Tuesday, October 26, 2010
When I was five years old I played “doctor” with “Michael N.” in the basement of our neighbour Karen’s house. I can remember it as if it were yesterday. Actually my memory of the basement room is far more accurate than that of the activity that took place in it. There was an empty dog harness hanging from the ceiling that Karen’s father told us was an “invisible dog”. I no more believed in the validity of the dog as I did about my medical skills at the time put given that we were pretending I figured it could not help but imagine Karen’s family pet hanging from the ceiling in the basement.
I always insisted that Michael be the patient. He was 2 years my senior and I was a rather ambitious 5 year old. This made for an agreement on both our parts.
My point is that “Playing Doctor” is a ritual that I would argue many of us have done in our lifetimes. Usually it is well before the age of maturity and child behaviouralists claim it is a way in which children explore their bodies.
Michael would present with a bunch of imaginary symptoms.
“Hello Dr. Ali” he would say, “I have a cough” and down we would go to Karen’s Basement aka: my exam room past the imaginary/invisible dog into our play room where I would examine Michael with a Fisher Price Doctor’s kit and diagnose him with anything my imagination could conjure at the time.
Let it be know that I never made Michael show me anything more than his underpants. One might say that even back then I was adamant that my patients preserve their dignity.
Last week I met a woman who insists on preserving her inner child. By this I mean, that at 73 years of age, she is till playing doctor. Although I suspect her office is somewhat more the likes of her den or home office and there is no invisible dog. There she sits in her living room or extra bedroom on her computer “Googling” her symptoms and waiting for the word “cancer” to appear on the screen.
She was kind enough to come to her doctor’s appointment armed with the fruits of her Google searched. I kid you not. She handed me a four-page print out of her symptoms and a cross-referenced list of what the Internet had to offer in terms of her diagnosis and her treatment.
The mind-altering thing about this experience was not THAT it happened. But that this has happened, nay happens easily once a month in any doctor’s office in any town across this great land. Safe to say that this happens to me easily once a month to some varying degree.
A population based survey out of a major pharmacy chain in the UK shows that 81% of people have researched their symptoms on the Internet and made a self-diagnosis BEFORE they ever see a doctor.
A further Australian study shows that 1 in 4 Australians use their Internet searches IN PLACE OF a doctor’s visit for self-diagnosis.
According to the 2009 Health Care in Canada Survey, 84% Canadians are online Internet users (24million). Seventy percent of Canadians have visited a health care website in past year in order to achieve a diagnosis or information about a medication or symptom.
Many online Canucks (almost 60%) are using the Internet to conduct their own self-diagnosis. Fortunately, 51% of those playing “cyber doctor” say their own diagnosis via the Internet is confirmed as correct after consultation with a doctor.
One in five Canadians say they visit their doctor less often because of information they received on the Internet.
Look, I’m a fan of the Internet. It is by far one of the greatest vehicles of information there ever was. Yah, and I can shop from the comfort of my own bed. Buying shoes while lying down? That’s genius.
But should we not draw the line somewhere? Shouldn’t you have to take some sort of medical intelligence test before you can just punch in all your symptoms on a screen and wait for the word “cancer” to pop up in response?
I do think self-diagnosis has its place. It does make patients more informed and offers them and avenue to have many of their fears alleviated. Furthermore, it provides them with a volume of resources that as a single physician I could only dream of providing.
In reality, most of the time the Internet makes my job a hell of a lot easier. People come to my office with informed questions and a place where they can often find added resources.
But then there are those extremes. Those “one in a hundred” cases where someone really uses their high-school biology powers for evil and not for good.
I’m not sure what the solution is.

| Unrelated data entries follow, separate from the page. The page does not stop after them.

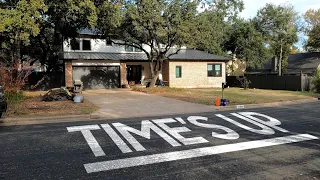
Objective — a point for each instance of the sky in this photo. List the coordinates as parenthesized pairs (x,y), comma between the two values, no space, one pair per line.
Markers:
(301,6)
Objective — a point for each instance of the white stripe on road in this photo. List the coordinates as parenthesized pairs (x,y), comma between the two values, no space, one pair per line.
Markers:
(192,153)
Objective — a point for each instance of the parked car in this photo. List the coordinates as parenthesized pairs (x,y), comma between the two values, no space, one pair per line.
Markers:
(3,103)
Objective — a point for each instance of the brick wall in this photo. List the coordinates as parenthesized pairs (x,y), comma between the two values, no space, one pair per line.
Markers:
(195,74)
(123,73)
(68,73)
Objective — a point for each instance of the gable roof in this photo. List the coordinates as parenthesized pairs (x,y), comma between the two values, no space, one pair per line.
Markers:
(183,54)
(193,54)
(103,56)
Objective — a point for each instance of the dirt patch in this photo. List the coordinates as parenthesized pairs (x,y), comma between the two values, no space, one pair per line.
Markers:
(31,106)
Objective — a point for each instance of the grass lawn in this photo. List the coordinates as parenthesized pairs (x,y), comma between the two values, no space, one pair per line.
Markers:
(31,106)
(234,96)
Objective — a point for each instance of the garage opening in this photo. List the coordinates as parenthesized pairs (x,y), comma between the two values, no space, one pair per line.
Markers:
(103,77)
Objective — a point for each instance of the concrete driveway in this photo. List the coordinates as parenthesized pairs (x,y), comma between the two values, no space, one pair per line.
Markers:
(124,103)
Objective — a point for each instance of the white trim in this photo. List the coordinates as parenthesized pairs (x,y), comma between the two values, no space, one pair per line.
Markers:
(95,63)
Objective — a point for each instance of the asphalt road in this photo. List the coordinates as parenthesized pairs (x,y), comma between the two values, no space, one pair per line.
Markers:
(196,150)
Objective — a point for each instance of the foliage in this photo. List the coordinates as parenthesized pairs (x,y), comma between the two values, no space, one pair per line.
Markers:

I’m not sure there is a solution.
All I know is as long as human beings have had a quest for knowledge we have found ourselves in some sort of curious situation in some sort of basement, trying to find the secrets of the universe.
Maybe that should be enough for me? Maybe it should be a comfort to me to know that all of this… the google searches and cross-reference lists are a sign of humanities quest for wisdom? Maybe we’re all just a bunch of six-year-olds just trying to play doctor in a world we all want to make sense of.
Maybe I’m full of shit. All I know is that I have the BEST of memories of that basement/doctor’s office so many years ago where dreams and diagnoses were made under the watchful eye of an invisible dog. And just like back then, as long as no one gets hurt, is there really any harm in pretending once in a while?